If you become seriously delinquent on your debts, your creditors may take you to court to extract payment. If you cannot refute the validity of a debt you owe, you may end up facing a lien on your property. A lien grants your creditor the right to take money out of any sale you make of the underlying property, and is effectively a guarantee they will get repaid before you profit from an asset sale.
Getting A Lien
For most debts, you must agree to a contract promising to pay back the money you borrow. If you fail to pay on an unsecured loan, even a creditor with a valid case against you cannot take direct steps against your personal property as collection on the debt without going to court to get a lien. While a valid creditor can file and likely win a lawsuit against you if you fail to pay, it takes additional steps to get a lien against your property. Upon winning a lawsuit, the creditor is granted a judgment by the court. To enforce the judgment, the creditor must apply to the court to get a lien against your property via a judgment execution order.
Secured Rights
Creditors who have secured rights in your property already effectively have a lien on your property, whether or not they have filed a lawsuit to obtain one. A secured right is one you issue a creditor in exchange for a loan to buy certain property, typically homes and cars. Your creditors in these situations have the right to repossess or foreclose on your property if you fail to make payment.
IRS Rights
As far as collectors go, the Internal Revenue Service is generally the top dog.
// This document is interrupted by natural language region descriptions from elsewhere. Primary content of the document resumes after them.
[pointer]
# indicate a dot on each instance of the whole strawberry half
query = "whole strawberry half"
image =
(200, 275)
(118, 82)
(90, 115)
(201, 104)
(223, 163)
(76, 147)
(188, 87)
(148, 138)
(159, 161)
The IRS has broad powers to extract payment from you if you are delinquent on your taxes. Unlike other creditors, the IRS does not need to file a lawsuit against you in court to get a lien. If you do not pay, after sufficient warning the IRS has the right to slap a lien on your property, or even worse, to levy and seize your assets outright.
Liens and Bankruptcy
While bankruptcy has the power to wipe out your debts, it cannot always avoid liens. Secured debt usually survives bankruptcy, meaning you will have to make arrangements to pay off your mortgage or car loan if you wish to keep those assets. The same is true of IRS tax liens, which you remain liable for even after a bankruptcy discharge.